米放送局NBC系列WJARや米紙フィラデルフィア・インクワイラーなどによると、ニュース番組を録画していたのは、昨年12月にペンシルバニア州フィラデルフィアで83年の生涯を閉じた女性、マリオン・ストークスさん。1960年代まで図書館で働いた後、市民運動へ積極的に参加するなど社会情勢に敏感だった彼女は、1979年にイランで起きた米国大使館人質事件をきっかけに、今回話題になっている作業に没頭するようになったという。

メディアの違いや時間の経過によって、話題になったニュースの“報じられ方”が変わっていくと感じた彼女は、息子曰く「記録することに興味を抱いた」。1980年にはニュース専門局CNNが開局し、ますます報道に対する関心を高めた彼女は、毎日流れてくるすべてのニュース番組の録画を始めた。このときすでに、自分が録画した映像を「(何かに)役立てる人がいると分かっていた」彼女は、「アーカイブ化への展望」を見据え、ビデオデッキは8台稼働。地元放送局だけでなく、全米ネットワークの大手放送局のニュース番組も録画していた。

1人で録画作業へ没頭していた様子は「激務だった」としながらも、「彼女は本当に妥協を許さない人だった」と母親の姿勢に尊敬している様子のメテリッツさん。
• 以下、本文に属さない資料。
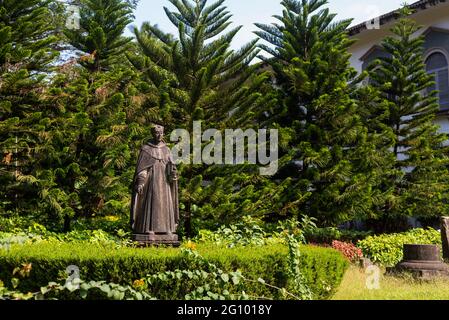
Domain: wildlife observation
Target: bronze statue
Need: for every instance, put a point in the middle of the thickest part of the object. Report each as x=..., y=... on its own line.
x=154, y=208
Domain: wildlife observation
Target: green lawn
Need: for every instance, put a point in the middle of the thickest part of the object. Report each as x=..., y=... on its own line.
x=353, y=287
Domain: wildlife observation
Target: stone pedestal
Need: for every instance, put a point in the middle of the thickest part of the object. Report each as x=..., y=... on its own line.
x=423, y=261
x=445, y=236
x=155, y=239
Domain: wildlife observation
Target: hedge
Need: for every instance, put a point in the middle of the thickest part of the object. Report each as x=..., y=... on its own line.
x=323, y=268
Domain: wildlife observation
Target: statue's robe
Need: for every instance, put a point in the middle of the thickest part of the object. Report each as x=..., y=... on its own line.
x=156, y=209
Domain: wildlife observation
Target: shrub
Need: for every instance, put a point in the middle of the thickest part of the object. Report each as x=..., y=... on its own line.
x=327, y=235
x=349, y=250
x=322, y=268
x=387, y=249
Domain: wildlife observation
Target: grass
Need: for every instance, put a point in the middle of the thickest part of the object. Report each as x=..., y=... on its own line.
x=353, y=287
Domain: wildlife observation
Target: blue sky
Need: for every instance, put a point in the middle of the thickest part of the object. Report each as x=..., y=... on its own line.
x=247, y=12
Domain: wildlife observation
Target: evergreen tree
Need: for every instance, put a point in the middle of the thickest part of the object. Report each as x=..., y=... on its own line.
x=417, y=177
x=199, y=77
x=27, y=39
x=99, y=102
x=330, y=156
x=100, y=35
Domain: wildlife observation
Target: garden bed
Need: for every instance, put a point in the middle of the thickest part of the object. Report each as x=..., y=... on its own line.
x=322, y=268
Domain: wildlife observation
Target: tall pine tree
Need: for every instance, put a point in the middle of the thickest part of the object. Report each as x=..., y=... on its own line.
x=330, y=156
x=27, y=41
x=417, y=179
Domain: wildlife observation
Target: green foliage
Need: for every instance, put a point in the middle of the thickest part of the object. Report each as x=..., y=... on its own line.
x=100, y=35
x=195, y=75
x=388, y=249
x=415, y=180
x=322, y=268
x=251, y=231
x=27, y=40
x=327, y=235
x=329, y=155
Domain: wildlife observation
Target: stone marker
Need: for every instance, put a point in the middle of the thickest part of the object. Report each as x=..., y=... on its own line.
x=423, y=260
x=154, y=207
x=445, y=236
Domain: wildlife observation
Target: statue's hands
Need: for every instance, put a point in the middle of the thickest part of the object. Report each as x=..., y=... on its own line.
x=140, y=189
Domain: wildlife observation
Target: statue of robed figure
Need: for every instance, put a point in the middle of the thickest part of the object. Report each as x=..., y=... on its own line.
x=154, y=208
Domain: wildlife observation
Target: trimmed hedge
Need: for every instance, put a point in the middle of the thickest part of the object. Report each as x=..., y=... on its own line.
x=323, y=268
x=387, y=249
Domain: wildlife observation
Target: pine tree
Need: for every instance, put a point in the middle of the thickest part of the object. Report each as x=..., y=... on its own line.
x=100, y=36
x=330, y=156
x=27, y=41
x=417, y=177
x=199, y=77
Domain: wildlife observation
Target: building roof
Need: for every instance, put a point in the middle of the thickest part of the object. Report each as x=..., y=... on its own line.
x=393, y=15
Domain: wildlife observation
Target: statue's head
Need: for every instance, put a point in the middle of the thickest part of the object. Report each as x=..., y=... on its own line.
x=158, y=133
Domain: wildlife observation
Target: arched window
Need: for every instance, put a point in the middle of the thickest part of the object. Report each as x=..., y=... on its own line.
x=437, y=65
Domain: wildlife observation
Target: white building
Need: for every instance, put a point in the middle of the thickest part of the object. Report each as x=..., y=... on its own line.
x=433, y=16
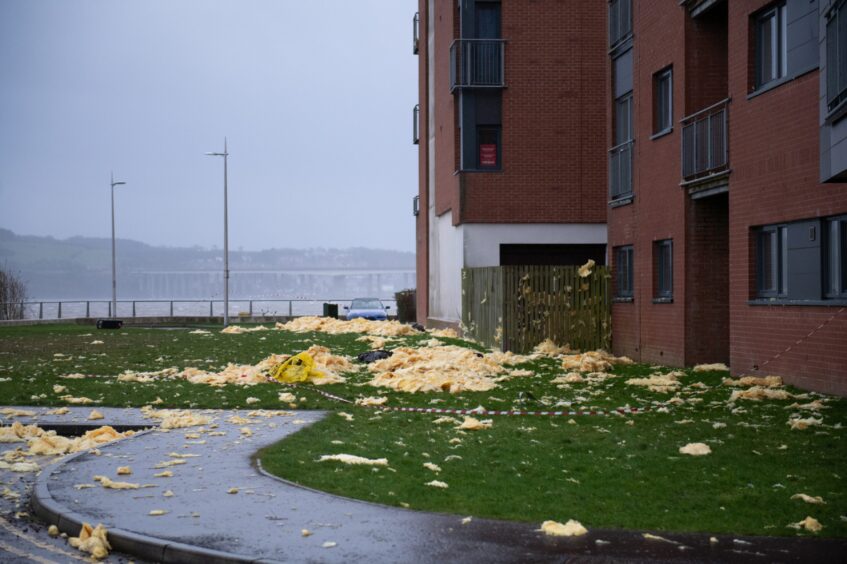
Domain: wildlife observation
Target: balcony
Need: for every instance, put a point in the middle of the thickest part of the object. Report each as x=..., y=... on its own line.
x=620, y=173
x=416, y=32
x=705, y=155
x=477, y=63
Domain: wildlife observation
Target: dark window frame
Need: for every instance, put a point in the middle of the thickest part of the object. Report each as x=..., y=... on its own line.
x=624, y=283
x=663, y=287
x=836, y=59
x=663, y=101
x=620, y=21
x=772, y=261
x=835, y=257
x=773, y=19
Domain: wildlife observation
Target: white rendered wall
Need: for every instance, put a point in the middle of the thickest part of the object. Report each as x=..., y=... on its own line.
x=482, y=241
x=445, y=268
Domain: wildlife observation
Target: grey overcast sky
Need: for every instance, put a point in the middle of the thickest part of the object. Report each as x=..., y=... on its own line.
x=314, y=96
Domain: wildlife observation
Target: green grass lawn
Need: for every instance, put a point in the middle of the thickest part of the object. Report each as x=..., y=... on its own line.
x=604, y=471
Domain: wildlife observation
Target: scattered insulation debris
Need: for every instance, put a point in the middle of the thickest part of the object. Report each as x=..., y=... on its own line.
x=353, y=459
x=474, y=424
x=809, y=523
x=756, y=393
x=658, y=382
x=593, y=361
x=548, y=348
x=715, y=367
x=238, y=329
x=695, y=449
x=92, y=540
x=572, y=528
x=816, y=500
x=798, y=424
x=767, y=381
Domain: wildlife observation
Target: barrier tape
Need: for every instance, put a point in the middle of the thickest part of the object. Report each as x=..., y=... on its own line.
x=478, y=412
x=799, y=341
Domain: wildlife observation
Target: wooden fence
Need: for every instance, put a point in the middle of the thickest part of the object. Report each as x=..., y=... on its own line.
x=516, y=307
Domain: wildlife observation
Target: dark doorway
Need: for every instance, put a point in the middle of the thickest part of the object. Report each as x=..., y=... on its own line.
x=552, y=255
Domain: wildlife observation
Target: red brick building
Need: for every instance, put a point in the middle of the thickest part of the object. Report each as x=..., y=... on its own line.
x=511, y=129
x=728, y=212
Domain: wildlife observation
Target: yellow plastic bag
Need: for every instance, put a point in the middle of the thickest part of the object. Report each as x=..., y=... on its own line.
x=298, y=368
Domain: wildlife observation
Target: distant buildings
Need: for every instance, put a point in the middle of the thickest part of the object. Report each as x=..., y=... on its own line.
x=724, y=168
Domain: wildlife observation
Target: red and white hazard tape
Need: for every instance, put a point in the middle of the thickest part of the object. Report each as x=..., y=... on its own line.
x=478, y=412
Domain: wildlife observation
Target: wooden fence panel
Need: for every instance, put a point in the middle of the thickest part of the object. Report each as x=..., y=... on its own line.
x=517, y=307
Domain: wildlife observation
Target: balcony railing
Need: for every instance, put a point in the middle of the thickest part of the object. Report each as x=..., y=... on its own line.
x=477, y=63
x=704, y=142
x=416, y=121
x=620, y=171
x=416, y=32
毎日次々と入れ替えられていったテープ代は、推定で総額「50万ドル以上(約5,000万円)」使ったと見られ、時には家族が物足りない夕食を味わう機会も少なくなかったそうだが、信念を貫く母親に対し、息子も異を唱えることもなく、尊重して最後まで見守っていたようだ。

そして2012年12月、ストークスさんは83歳で死去。その直後から、息子は母が残した大事な“遺産”を活用させたいと、フィラデルフィアやボストンなど3か所に保管されていたビデオテープ約14万本や新聞5万紙分など、膨大な歴史の記録のチェックを始めた。延べ80万から100万時間分とされるビデオテープの中身は、家族や仲間の協力も得て約1年をかけて整理。そして、さまざまな記録データを収集し、無償で研究者たちへ情報提供を行っている米国の電子図書館「インターネット・アーカイブ」に接触し、母親の映像記録を活用してもらうことで合意したという。
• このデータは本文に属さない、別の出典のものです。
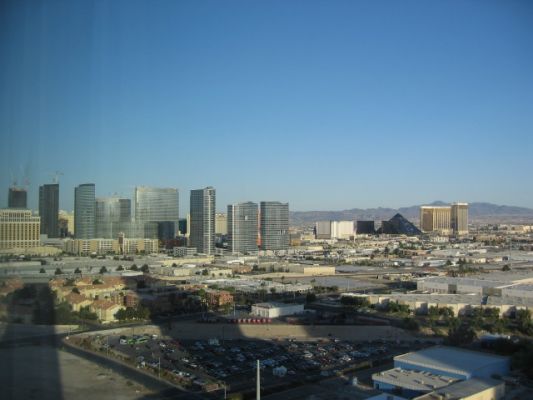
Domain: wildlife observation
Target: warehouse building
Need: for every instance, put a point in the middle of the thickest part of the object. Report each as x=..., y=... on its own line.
x=473, y=389
x=454, y=362
x=444, y=371
x=274, y=310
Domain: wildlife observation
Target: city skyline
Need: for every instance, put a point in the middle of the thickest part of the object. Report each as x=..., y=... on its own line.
x=379, y=102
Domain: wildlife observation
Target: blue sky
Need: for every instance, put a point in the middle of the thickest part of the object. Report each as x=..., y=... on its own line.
x=324, y=104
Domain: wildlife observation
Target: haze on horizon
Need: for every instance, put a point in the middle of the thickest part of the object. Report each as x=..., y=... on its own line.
x=326, y=105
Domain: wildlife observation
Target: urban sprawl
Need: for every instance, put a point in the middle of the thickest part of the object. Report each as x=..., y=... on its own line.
x=244, y=304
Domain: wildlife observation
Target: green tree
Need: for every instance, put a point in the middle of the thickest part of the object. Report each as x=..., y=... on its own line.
x=121, y=314
x=523, y=321
x=461, y=333
x=410, y=324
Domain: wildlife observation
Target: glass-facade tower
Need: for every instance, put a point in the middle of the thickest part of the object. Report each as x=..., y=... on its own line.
x=157, y=205
x=49, y=209
x=242, y=227
x=202, y=227
x=274, y=225
x=84, y=211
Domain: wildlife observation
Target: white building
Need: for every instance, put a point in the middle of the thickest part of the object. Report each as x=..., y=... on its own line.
x=274, y=310
x=334, y=229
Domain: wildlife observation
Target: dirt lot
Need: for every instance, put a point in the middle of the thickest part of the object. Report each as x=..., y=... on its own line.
x=42, y=372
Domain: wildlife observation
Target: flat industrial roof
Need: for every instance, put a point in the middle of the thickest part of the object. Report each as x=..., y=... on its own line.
x=276, y=305
x=413, y=380
x=449, y=359
x=462, y=389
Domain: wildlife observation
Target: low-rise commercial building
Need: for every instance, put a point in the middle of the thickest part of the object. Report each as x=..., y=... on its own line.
x=442, y=372
x=472, y=389
x=274, y=310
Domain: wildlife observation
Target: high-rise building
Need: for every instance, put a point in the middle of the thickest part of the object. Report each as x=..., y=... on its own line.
x=157, y=205
x=183, y=226
x=17, y=198
x=113, y=215
x=274, y=225
x=365, y=227
x=334, y=229
x=19, y=229
x=221, y=224
x=84, y=211
x=459, y=216
x=49, y=209
x=323, y=230
x=202, y=227
x=66, y=223
x=436, y=219
x=242, y=227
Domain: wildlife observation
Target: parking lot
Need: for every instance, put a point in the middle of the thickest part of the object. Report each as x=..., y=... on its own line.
x=214, y=364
かつての放送局は、番組素材となるテープは一定期間を過ぎると再利用していたことから、映像資料としては残っていないケースが多く、ストークスさんが残した30年以上ものニュース映像はとても貴重な記録。提供を受けたインターネット・アーカイブ側も、団体が保管していたニュース映像は2000年代後半からしかなかったため、今回の提供により過去のデータがグッと拡張されることを喜んでいるという。

ただ、これから彼女の記録を広く利用してもらうために、提供された映像すべてをデジタル化する必要があり、インターネット・アーカイブでは「数年かかるだろう」とされる公開に向けて、これから多額に費やされる資金の調達も含め、全力を挙げて作業に取り組むそうだ。